Sandy, great to talk to you. For your first question, Q3 was a tough compare from an ACB [ph] perspective there were some large deals in Q3, 2018. But the continued velocity of all of our other deals in Q3, 2019 were impressive for sure. I’d actually say that our October is currently shaping up [indiscernible] record ACB [ph] sales for the last five years so it’s pretty strong or very strong I should say, but continued velocity, strength of the pipeline continues to be impressive and the delivery of our salesforce team is been really kind of top notch.
Q –Sandy Draper
That’s really helpful and them my one follow-up on the capital fund. It’s nice to see [indiscernible] debt pay down don’t necessarily expect that quarter-to-quarter, but generally would you say that’s going to be a strategy or you’re going to be looking at, every time you generate free cash flow that’s going to be the primary or use of your capital. Thanks.

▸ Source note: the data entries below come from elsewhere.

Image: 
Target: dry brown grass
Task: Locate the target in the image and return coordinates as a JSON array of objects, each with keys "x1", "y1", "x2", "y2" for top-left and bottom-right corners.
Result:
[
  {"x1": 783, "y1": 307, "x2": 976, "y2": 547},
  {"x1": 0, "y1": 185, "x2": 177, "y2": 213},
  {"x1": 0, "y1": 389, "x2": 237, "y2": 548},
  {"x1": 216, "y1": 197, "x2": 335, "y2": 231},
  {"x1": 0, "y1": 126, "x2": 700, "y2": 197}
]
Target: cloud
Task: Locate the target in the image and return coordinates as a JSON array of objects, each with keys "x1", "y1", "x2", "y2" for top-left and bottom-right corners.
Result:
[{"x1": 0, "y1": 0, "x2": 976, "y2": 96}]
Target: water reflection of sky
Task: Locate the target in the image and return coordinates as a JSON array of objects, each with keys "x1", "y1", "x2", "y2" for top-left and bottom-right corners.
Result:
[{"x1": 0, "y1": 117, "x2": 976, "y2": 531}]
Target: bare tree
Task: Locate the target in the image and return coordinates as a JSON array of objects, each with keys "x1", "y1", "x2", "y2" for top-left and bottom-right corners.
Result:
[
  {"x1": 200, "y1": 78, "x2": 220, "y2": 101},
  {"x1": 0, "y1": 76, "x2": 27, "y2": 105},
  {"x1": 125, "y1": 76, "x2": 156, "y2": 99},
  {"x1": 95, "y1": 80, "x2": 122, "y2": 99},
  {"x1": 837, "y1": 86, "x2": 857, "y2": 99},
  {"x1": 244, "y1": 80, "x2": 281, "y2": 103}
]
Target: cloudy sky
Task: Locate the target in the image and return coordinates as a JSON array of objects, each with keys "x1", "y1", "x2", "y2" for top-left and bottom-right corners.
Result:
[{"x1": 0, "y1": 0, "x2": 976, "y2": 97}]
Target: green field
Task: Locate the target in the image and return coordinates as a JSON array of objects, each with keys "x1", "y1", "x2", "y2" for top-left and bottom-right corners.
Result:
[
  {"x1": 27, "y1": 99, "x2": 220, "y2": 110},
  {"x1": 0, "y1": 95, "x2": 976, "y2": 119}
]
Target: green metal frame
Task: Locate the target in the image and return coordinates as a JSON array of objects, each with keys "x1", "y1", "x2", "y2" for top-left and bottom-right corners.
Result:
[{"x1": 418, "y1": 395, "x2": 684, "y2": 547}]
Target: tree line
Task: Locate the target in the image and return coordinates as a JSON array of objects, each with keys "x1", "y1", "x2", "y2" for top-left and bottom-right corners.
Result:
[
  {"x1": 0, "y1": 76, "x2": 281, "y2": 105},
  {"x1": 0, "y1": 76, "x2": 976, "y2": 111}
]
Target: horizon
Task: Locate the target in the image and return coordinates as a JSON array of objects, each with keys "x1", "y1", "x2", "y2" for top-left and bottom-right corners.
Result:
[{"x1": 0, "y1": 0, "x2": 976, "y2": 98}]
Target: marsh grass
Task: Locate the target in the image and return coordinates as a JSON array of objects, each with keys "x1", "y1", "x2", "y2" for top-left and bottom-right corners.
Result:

Yes, Sandy that’s one area that we continue to focus on and how we’re deploying our capital and we’re sitting in a very strong position really from our cash flow. We continue to have a lot of flexibilities to how we deliver and deploy that cash flow for shareholder return and as we continue to accumulate excess cash flow or capital in our balance sheet. We’ll look for areas to maximize the return for our shareholders.
Q –Sandy Draper
That being our final question, please allow me to give a few comments before we close. Number one, Inovalon is increasingly been seeing as the leading provider of cloud based platform capabilities empowering data driven healthcare. Number two, the market demand for these capabilities as you heard us comment on tonight is very strong and it’s translating into double-digit organic revenue growth and we’re very excited how that is playing out. Number three, as we continue to expand our scale and efficiencies, you’re also seeing all of that growth translate into a very nice operational leverage and profitability which we also see continuing nicely here into 2020. We’re excited about the momentum. We’re excited about the positive outlook, not only for the remaining portions here of 2019, but for 2020 and beyond.
We remain committed to execution. Execution we know is really the name of our game that is important for being our focus here and the remainder of this year and into next. We expect to give you very strong revenue growth and very strong profitability as well as very strong value for our clients. Thank you, this evening for your time and thanks as always for your interest in Inovalon. Good night, everybody.
Ladies and gentlemen, this concludes today’s conference call. Thank you for participating. You may now all disconnect and everyone have a great day.